Perdre les pédales et se mélanger les pinceaux peut-être très mauvais devant un tribunal. Il faut bien préparer ce que l’on va dire.

« Pour sa consommation personnelle »

Manuel, ou Manolo pour ses amis, est très jeune, 22 ans, mais déjà père d’un enfant de sept ans et un de deux ans, sa femme, mineure est enceinte. Dénoncé sans doute par la concurrence, la police surveille son appartenant jusqu’à surprendre un de ses clients sortant de son domicile avec un sachet de résine de cannabis. La fouille de l’appartement permet de découvrir 182 grammes d’herbe de cannabis, 10 grammes de résine, une balance électronique de précision et une somme de 585 euros.
Aussitôt, pour sa défense, Manuel déclare ne vendre que pour financer sa consommation personnelle. Il ne vend qu’à des parents ou des amis. Il fume depuis l’âge de 14 ans, aujourd’hui il « se fait » une quinzaine de joints par jour. A-t-il déjà travaillé ? demande Me Sainte-Cluque qui préside ce tribunal. Manutentionnaire chez Cémoi puis aux vendanges. Commet vit-il ? sa femme « touche » les allocations ce qui représentent environ 1200 euros par mois.

Erreur d’opérations

Le président revient a la charge de combien a-t-il besoin par jour pour sa consommation de chanvre indien ? Réponse de Manolo, entre 80 et 100 euros par jour. Le président fait un rapide calcul cela coûte 3000 euros par mois, combien coûte le gramme ? Réponse entre 4,50 et 5 euros ça dépend. M. le président insiste et combien de joint avec 1 gramme ? Réponse trois, quatre. Les comptes ne concordent pas à ce prix cela représente une vingtaine d’euros par jour soit 600 euros par mois. Mme. Parisot Procureur de la République ne croit pas un seul instant à l’explication de la vente pour payer sa propre consommation. Elle est persuadée qu’une telle consommation depuis seize ans laisserait des séquelles. Elle a vu défilé des drogués de toute sorte et Manuel avec son sourire égrillard et sa bonhomie n’a pas le profil du grand consommateur. Il dit vendre à sa famille, mais le client surpris par la police comme par hasard n’est pas un familier.
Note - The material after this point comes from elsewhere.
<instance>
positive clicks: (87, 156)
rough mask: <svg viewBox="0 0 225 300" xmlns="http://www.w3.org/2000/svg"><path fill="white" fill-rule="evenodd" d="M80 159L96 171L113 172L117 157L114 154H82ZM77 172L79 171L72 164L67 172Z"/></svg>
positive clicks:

Elle est persuadée qu’il vend, « parce que c’est un fainéant qui ne veut pas travailler » et qu’il ne consomme pas ce qu’il dit. Elle demande une peine d’emprisonnement ferme et l’obligation de travailler. C’est toujours très mauvais de rire à la barre, le tribunal préfère toujours des coupables sur le repentir qui font profil bas. Ce n’est visiblement pas le cas de Manolo. Pendant la délibération, il est resté dans la salle avec sa femme et sa bande de copains venus le soutenir. Il rie, anime ses amis, comme s’ils étaient à la terrasse d’un café. Lorsque le tribunal vide son délibéré, Manuel est reconnu coupable, comme il avait déjà été arrêté pour une affaire similaire, le président demande six mois d’emprisonnement, confiscation des sommes découvertes à son domicile et du matériel de précision servant à son petit commerce. Une peine lourde par rapport à d’autres faits similaires, due très certainement au comportement de Manuel à la barre. Le tribunal a suivi le réquisitoire de Mme la Procureur. Mais il faut rappeler que pour trafic de stupéfiants le contrevenant encourt des peines pouvant aller de 4 à 20 ans de prison.